You've been asking "which macro ratio is best?" The more powerful question is: what approach helps you stay in the right calorie range?
The pattern holds outside the lab, too. Macro customization data from over 40,000 FitChef members — 75% of whom are primarily focused on weight loss — shows the same thing the research predicts: how people split their fat and carb grams matters far less than whether they hit their calorie target.
But there's one question the weight evidence leaves on the table.
For weight on the scale, the type of fat you eat doesn't matter. A surplus calorie from olive oil and a surplus calorie from butter produce the same number.
But when researchers fed people identical calorie surpluses from saturated versus unsaturated fat and then scanned their bodies with MRI, the scale showed the same gain.

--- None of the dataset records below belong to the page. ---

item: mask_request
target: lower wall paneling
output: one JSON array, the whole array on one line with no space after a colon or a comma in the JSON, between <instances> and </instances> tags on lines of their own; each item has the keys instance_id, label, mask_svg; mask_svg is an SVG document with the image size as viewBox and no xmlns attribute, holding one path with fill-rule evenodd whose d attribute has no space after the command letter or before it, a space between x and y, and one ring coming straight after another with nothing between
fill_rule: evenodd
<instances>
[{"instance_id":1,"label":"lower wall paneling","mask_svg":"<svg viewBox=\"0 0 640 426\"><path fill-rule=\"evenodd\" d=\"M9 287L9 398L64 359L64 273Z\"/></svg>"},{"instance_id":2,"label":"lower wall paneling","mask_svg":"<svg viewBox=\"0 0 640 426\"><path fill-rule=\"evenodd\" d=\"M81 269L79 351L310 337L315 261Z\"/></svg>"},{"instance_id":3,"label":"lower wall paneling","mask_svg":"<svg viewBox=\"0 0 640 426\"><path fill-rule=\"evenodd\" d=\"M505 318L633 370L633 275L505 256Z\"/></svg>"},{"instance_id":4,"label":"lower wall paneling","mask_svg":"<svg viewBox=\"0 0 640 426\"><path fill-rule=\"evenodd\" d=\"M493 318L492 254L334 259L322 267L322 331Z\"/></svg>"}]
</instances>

How much was muscle versus how much was stored fat turned out to be dramatically different. What the scale shows and what the mirror shows aren't always the same thing.
That question deserves its own evidence deep dive.
Fat has 9 calories per gram versus 4 for carbs and protein. A tablespoon of olive oil packs roughly the same energy as a medium apple. When you add fat to a meal, you add calories in a small package. When you remove fat, you remove calories from a small package. The research found that the weight change followed the calorie change, not the fat change. In practical terms: the studies that swapped 2 tablespoons of oil for an extra cup of vegetables cut about 200 calories without changing the volume of food on the plate. The weight loss tracked the missing calories, not the missing fat.